Durante o processo, os participantes são avaliados por exame clínico, PSA, ressonância multiparamétrica de próstata e biópsia prostática, com a possibilidade de se evitar ou postergar tratamentos radicais em pacientes com câncer menos agressivo.
No Espírito Santo, os interessados em serem voluntários podem entrar em contato pelo telefone (27) 99283-0676.
Objetivos
Entre os diversos tipos de tumores de próstata, há os considerados de baixo risco, que não causam dor e têm um crescimento lento.
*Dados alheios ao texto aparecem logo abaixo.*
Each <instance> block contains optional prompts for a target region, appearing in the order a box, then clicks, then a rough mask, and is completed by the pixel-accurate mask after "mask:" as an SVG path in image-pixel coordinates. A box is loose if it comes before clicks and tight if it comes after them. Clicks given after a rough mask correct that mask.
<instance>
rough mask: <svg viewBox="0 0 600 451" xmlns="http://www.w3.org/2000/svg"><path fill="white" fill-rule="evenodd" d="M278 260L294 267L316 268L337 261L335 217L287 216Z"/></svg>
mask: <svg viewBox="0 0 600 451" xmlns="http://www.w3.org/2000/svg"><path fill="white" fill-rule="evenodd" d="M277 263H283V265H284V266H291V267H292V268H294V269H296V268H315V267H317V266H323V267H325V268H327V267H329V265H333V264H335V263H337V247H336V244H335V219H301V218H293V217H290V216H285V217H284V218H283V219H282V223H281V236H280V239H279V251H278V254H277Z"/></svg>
Esses tumores não costumam trazer transtornos ao paciente, com baixo risco de complicações e óbito. Nesses casos, estimados em 40% do total, os tratamentos com cirurgia ou radioterapia têm efeitos adversos, principalmente na função urinária, sexual, e até intestinal.
O estudo vai avaliar a eficácia no SUS de uma tendência na medicina mundial chamada de Vigilância Ativa (VA), em que o paciente com tumores de baixo risco é acompanhado de perto através de exames, como ressonância, biópsia, toque retal e PSA, um exame que rastreia o câncer de próstata. Se esses exames mostram evolução do câncer no paciente, então os médicos avaliam a adoção de tratamentos mais agressivos.
Os objetivos da pesquisa são: incentivar e coletar dados da estratégia de VA, que tem potencial para diminuir em até 50% o número de intervenções por prostatectomias e/ou radioterapia em pacientes com câncer de próstata de risco favorável; realizar análise de custo-efetividade da estratégia de VA em relação à cirurgia e radioterapia; avaliar os desfechos oncológicos, qualidade de vida, diferenças étnico-raciais e aspectos econômicos.
Sobre a Rede Ebserh
Vinculada ao Ministério da Educação (MEC), a Empresa Brasileira de Serviços Hospitalares (Ebserh) foi criada em 2011 e, atualmente, administra 41 hospitais universitários federais, apoiando e impulsionando suas atividades por meio de uma gestão de excelência. Como hospitais vinculados a universidades federais, essas unidades têm características específicas: atendem pacientes do Sistema Único de Saúde (SUS), e, principalmente, apoiam a formação de profissionais de saúde e o desenvolvimento de pesquisas. Devido a essa natureza educacional, os hospitais universitários são campos de formação de profissionais de saúde. Com isso, a Rede Ebserh atua de forma complementar ao SUS, não sendo responsável pela totalidade dos atendimentos de saúde do país.